Chapter 4 Data visualization in R
by Heather Kropp for ENVST 325: Introduction to Environmental Data Science Hamilton College
4.1 Learning objectives
Fundamentals of plotting data
Plotting data in base R
Learn about different visualization techniques in
ggplot2
Create visualizations that illustrate observations around anthropogenic climate change
4.3 The problem:
4.3.1 Communicating about climate change
Visualizations provide the opportunity to engage and communicate patterns in data to a wide range of audiences. With COVID-19, the term “flatten the curve” became a ubiquitous phrase in early lock down and the public discourse focused on examining increases and decreases in the non-linear peaks in graphs of daily COVID-19 cases. This type of fixation on graphical data during a crisis is hardly a new concept. Meteorologist & climatologist Jerry D. Mahlman popularized the term hockey stick graph in the early 2000s based on the Mann & Bradley reconstruction of global temperatures from the years 1000-1998.
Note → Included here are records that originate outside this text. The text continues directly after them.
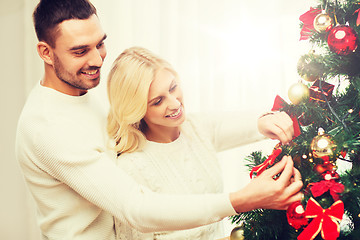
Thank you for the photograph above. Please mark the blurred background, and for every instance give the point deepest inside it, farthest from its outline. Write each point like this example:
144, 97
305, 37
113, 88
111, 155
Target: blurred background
230, 55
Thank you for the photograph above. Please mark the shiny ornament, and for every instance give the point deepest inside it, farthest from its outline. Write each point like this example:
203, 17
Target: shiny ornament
342, 40
237, 233
323, 22
296, 215
324, 168
298, 93
323, 146
309, 68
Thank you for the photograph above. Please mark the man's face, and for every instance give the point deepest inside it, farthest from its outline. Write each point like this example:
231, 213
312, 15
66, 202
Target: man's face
79, 54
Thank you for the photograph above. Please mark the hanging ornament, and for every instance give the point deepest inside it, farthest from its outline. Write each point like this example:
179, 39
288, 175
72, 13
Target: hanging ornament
296, 215
305, 119
310, 67
323, 22
324, 168
342, 40
323, 94
308, 19
323, 146
298, 93
237, 233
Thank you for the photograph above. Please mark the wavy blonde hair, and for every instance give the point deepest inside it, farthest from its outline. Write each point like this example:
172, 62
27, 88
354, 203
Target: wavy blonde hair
128, 86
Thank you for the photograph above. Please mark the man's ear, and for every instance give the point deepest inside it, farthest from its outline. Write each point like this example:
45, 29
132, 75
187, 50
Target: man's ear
45, 52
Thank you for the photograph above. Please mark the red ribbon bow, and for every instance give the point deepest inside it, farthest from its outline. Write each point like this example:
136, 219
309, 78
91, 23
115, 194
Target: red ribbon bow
335, 188
325, 220
269, 161
278, 104
308, 23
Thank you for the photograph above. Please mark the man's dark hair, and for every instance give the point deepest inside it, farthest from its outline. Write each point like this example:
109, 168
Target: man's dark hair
49, 13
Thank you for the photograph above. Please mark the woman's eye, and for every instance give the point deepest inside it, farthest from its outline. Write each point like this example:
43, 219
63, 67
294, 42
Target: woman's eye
173, 88
157, 102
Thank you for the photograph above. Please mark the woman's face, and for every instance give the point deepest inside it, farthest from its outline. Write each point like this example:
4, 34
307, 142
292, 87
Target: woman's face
165, 103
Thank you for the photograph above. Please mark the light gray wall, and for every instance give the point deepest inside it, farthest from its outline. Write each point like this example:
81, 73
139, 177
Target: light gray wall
16, 213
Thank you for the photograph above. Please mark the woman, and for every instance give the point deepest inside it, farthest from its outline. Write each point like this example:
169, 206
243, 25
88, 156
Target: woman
161, 147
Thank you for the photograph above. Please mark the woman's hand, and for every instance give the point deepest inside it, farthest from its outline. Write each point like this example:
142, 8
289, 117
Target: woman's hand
267, 192
276, 125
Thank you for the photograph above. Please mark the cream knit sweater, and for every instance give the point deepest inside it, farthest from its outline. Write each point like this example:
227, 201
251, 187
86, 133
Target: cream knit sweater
188, 165
76, 184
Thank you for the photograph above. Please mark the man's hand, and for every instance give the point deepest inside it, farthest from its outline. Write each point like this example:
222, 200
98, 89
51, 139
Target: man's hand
267, 192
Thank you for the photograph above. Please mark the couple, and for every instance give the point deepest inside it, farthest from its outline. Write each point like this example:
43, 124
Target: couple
165, 177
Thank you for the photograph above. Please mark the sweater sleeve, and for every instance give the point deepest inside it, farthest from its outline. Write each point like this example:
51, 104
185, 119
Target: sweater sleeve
92, 173
231, 129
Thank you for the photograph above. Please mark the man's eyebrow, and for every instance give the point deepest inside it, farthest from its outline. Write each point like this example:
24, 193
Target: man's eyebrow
85, 46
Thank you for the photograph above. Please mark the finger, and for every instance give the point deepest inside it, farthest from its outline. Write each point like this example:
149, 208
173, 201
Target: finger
294, 188
288, 171
296, 197
297, 175
276, 169
285, 123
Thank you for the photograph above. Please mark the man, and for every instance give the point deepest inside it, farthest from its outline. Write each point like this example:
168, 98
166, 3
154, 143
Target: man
61, 146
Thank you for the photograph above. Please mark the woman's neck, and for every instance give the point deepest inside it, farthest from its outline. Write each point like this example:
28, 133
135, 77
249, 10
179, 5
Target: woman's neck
162, 135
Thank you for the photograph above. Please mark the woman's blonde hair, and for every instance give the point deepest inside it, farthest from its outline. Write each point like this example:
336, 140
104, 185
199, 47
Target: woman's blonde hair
128, 86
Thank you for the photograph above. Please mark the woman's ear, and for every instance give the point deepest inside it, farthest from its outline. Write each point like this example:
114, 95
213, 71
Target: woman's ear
45, 52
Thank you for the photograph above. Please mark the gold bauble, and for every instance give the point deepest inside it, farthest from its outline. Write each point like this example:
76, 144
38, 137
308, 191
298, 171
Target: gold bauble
237, 233
298, 93
323, 145
322, 22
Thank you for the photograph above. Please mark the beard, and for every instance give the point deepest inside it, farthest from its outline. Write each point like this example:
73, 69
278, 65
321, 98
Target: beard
72, 79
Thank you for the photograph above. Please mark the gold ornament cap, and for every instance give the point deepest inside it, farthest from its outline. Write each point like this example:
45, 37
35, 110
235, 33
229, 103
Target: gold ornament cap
322, 22
237, 233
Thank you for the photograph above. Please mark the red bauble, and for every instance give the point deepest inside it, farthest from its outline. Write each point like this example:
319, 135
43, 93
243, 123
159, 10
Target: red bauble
296, 215
342, 40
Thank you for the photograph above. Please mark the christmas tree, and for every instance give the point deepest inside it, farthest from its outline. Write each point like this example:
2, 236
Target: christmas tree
325, 108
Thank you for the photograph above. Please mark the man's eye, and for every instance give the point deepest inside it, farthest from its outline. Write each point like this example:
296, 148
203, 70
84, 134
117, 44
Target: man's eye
79, 53
100, 45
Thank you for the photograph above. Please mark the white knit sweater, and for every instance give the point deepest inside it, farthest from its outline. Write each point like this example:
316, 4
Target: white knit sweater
188, 165
76, 184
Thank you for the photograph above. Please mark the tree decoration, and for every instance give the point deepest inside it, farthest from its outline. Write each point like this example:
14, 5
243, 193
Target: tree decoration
342, 40
237, 233
331, 186
308, 23
309, 67
326, 221
296, 215
321, 94
323, 146
330, 208
323, 22
298, 93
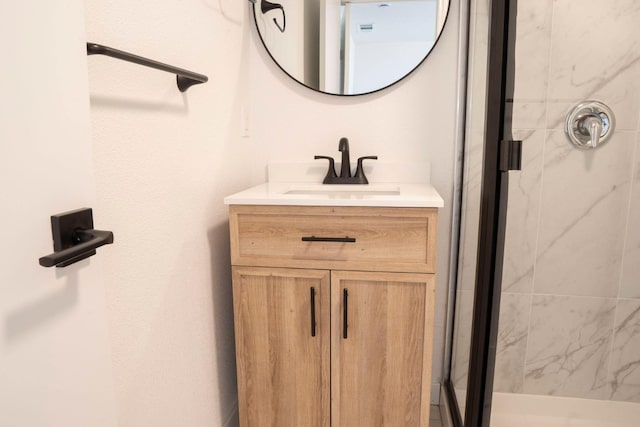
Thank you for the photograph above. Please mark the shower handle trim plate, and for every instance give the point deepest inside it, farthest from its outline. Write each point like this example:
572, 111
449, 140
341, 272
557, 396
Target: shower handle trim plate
589, 125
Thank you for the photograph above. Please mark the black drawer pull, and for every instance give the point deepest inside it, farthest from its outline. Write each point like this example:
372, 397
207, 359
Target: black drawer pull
313, 311
345, 313
329, 239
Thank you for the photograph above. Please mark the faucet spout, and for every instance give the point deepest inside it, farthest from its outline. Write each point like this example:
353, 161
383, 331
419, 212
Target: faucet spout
345, 168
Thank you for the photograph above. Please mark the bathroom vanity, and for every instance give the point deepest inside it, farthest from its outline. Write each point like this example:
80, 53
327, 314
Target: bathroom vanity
333, 295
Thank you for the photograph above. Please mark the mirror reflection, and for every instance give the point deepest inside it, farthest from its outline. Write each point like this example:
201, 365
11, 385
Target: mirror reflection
349, 47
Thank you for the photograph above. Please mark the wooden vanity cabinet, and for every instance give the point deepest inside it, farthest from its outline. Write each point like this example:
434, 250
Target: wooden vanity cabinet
333, 344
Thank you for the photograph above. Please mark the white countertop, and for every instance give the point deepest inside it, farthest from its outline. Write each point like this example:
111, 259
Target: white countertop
312, 194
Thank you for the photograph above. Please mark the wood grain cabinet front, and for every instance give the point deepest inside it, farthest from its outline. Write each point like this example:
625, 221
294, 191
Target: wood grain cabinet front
325, 346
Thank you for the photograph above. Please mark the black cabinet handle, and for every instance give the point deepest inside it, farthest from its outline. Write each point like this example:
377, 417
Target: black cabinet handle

Source: Mann & Bradley, 1999 Geophysical Research Letters Figure 1a.
The hockey stick pattern in global temperatures was widely reported in popular media and for the Intergovernmental Panel on Climate Change. The graph helped illustrate the unprecedented change in global air temperatures that was coinciding with higher CO2 levels and rising fossil fuel emissions.
4.3.2 The data
Our world in data is an organization that focuses on visualizing and sharing data relevant for a range of global issues related to climate change, pollution, poverty, and human health in order to make data and knowledge accessable. Data from researchers and organizations is compiled and visualized with the availability to download the underlying data in every graphic.
Source: Greenhouse Gas Emissions from Our World in data
In this exercise, you will work on data from Our World In Data. You will practice visualizing CO2 emissions from fossil fuels over time to track the anthropogenic driver of climate change in the tutorial. You will explore other data in your homework related to climate change and the environment.
# read in data
# cloud is always lowercase
datCO2 <- read.csv("/cloud/project/activity03/annual-co-emissions-by-region.csv")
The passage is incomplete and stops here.